US 12,217,760 B2
Metadata-based diarization of teleconferences
Eilon Reshef, Tel Aviv (IL); Hanan Shteingart, Herzliya (IL); Zohar Shay, Even Yehuda (IL); and Shlomi Medalion, Ramat Gan (IL)
Assigned to GONGIO Ltd., Ramat-Gan (IL)
Filed by GONG.IO LTD., Ramat Gan (IL)
Filed on Jan. 30, 2022, as Appl. No. 17/588,296.
Application 17/588,296 is a continuation in part of application No. 16/297,757, filed on Mar. 11, 2019, granted, now 11,276,407.
Claims priority of provisional application 62/658,604, filed on Apr. 17, 2018.
Prior Publication US 2022/0157322 A1, May 19, 2022
This patent is subject to a terminal disclaimer.
Int. Cl.
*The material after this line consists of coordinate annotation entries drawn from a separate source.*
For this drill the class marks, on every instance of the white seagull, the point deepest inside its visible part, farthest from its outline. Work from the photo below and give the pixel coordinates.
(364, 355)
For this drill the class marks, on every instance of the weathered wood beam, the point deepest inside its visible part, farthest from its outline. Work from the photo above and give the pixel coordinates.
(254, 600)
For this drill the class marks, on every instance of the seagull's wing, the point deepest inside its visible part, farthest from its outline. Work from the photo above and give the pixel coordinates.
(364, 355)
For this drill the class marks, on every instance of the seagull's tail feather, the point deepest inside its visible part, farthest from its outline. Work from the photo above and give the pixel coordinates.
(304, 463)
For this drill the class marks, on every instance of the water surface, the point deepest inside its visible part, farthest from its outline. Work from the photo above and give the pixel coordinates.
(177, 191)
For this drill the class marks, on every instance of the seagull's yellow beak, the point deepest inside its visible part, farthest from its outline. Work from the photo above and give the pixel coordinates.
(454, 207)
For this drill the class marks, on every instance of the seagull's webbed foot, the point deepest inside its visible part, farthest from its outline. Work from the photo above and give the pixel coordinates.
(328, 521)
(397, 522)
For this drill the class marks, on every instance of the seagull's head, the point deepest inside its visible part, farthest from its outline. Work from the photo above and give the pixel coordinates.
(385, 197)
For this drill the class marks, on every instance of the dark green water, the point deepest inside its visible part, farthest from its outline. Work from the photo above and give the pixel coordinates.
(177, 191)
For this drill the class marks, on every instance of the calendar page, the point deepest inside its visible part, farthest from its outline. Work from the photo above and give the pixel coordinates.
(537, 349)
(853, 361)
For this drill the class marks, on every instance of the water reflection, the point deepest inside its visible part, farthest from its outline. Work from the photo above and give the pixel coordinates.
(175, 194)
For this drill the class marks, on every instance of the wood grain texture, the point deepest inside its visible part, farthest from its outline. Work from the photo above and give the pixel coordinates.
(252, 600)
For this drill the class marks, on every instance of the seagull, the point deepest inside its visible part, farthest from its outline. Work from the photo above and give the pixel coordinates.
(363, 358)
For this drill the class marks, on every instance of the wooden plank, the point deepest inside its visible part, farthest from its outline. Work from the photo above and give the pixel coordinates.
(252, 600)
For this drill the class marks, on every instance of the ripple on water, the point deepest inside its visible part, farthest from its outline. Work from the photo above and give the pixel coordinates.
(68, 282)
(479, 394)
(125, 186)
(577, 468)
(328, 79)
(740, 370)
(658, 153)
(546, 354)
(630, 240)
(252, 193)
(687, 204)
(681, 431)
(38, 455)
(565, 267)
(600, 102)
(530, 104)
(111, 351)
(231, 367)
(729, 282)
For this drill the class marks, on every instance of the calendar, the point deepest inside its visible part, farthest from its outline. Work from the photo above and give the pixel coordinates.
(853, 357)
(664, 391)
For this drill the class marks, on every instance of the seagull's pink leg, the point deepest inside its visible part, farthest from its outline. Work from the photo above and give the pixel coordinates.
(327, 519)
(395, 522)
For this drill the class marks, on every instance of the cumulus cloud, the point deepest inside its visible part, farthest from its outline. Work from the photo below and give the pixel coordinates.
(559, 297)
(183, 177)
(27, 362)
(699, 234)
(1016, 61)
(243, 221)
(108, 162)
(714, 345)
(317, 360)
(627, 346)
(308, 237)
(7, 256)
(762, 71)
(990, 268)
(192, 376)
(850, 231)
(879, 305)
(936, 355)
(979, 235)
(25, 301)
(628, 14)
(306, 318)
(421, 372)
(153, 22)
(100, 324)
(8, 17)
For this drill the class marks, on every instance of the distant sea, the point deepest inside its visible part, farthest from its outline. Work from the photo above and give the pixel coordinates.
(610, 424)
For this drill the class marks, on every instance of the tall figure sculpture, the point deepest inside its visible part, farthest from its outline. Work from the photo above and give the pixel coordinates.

G10L 17/06 (2013.01); G06V 30/19 (2022.01); G06V 40/16 (2022.01); G10L 17/02 (2013.01); G10L 17/04 (2013.01); G10L 17/18 (2013.01); H04L 65/403 (2022.01); G10L 21/028 (2013.01)
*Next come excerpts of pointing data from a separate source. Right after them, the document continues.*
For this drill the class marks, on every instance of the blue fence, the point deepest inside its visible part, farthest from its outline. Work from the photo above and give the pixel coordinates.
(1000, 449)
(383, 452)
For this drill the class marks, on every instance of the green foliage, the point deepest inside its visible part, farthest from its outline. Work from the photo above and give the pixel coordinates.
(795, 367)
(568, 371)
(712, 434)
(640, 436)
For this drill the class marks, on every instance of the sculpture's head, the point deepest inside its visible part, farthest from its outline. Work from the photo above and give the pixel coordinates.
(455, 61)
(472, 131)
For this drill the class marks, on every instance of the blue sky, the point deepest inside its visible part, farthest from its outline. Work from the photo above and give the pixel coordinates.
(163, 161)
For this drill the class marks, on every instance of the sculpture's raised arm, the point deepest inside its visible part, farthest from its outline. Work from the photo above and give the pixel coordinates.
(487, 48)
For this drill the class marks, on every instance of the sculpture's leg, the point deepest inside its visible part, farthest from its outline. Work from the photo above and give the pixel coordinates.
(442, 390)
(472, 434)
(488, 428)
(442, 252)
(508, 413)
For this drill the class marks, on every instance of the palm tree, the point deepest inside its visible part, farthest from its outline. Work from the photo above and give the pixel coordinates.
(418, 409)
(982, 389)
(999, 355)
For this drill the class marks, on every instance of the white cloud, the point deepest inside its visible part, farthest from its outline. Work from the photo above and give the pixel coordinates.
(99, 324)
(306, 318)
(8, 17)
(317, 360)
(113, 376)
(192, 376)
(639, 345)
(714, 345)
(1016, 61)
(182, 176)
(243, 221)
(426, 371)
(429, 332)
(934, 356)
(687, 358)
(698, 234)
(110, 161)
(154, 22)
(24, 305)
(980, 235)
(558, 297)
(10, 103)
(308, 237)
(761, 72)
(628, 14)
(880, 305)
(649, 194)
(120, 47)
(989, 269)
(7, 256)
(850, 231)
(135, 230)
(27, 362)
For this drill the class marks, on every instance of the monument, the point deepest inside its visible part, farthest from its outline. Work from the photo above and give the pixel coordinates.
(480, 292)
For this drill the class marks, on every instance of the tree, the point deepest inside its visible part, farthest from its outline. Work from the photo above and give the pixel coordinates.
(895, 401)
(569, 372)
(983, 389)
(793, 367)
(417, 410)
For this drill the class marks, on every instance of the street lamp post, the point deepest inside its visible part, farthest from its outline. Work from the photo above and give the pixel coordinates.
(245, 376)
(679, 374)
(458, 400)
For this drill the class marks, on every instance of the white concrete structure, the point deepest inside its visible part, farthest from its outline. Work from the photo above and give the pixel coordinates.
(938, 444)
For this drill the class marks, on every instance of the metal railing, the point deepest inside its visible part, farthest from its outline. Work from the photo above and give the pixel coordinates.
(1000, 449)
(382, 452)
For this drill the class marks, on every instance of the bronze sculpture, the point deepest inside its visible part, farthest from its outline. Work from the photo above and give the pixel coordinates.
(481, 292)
CPC G10L 17/06 (2013.01) [G06V 30/19 (2022.01); G06V 40/172 (2022.01); G10L 17/02 (2013.01); G10L 17/04 (2013.01); G10L 17/18 (2013.01); H04L 65/403 (2013.01); G10L 21/028 (2013.01)] 35 Claims
OG exemplary drawing
 
1. A method for audio processing, comprising:
receiving, in a computer, a recording of a teleconference among multiple participants over a network, the recording including an audio stream containing speech uttered by the participants and information outside the audio stream;
processing the audio stream by the computer to identify speech segments, in which one or more of the participants were speaking, interspersed with intervals of silence in the audio stream;
extracting speaker identifications, which are indicative of the participants who spoke during periods of the teleconference, from the information outside the audio stream in the received recording, so as to provide for a plurality of periods the of the teleconference, corresponding speaker identifications;
labeling a first set of the identified speech segments from the audio stream with the speaker identifications extracted from the information outside the audio stream in the received recording, wherein each speech segment from the audio stream, in the first set, is labelled with a speaker identification of a period corresponding to a time of the speech segment;
extracting acoustic features from the speech segments in the first set;
learning a correlation between the speaker identifications labelled to the segments in the first set, and the extracted acoustic features extracted from the corresponding segments of the first set; and
relabeling one or more of the identified speech segments of the first set, using the learned correlation, to indicate the participants who spoke based on the learned correlation instead of the speaker identifications extracted from the information outside the audio stream.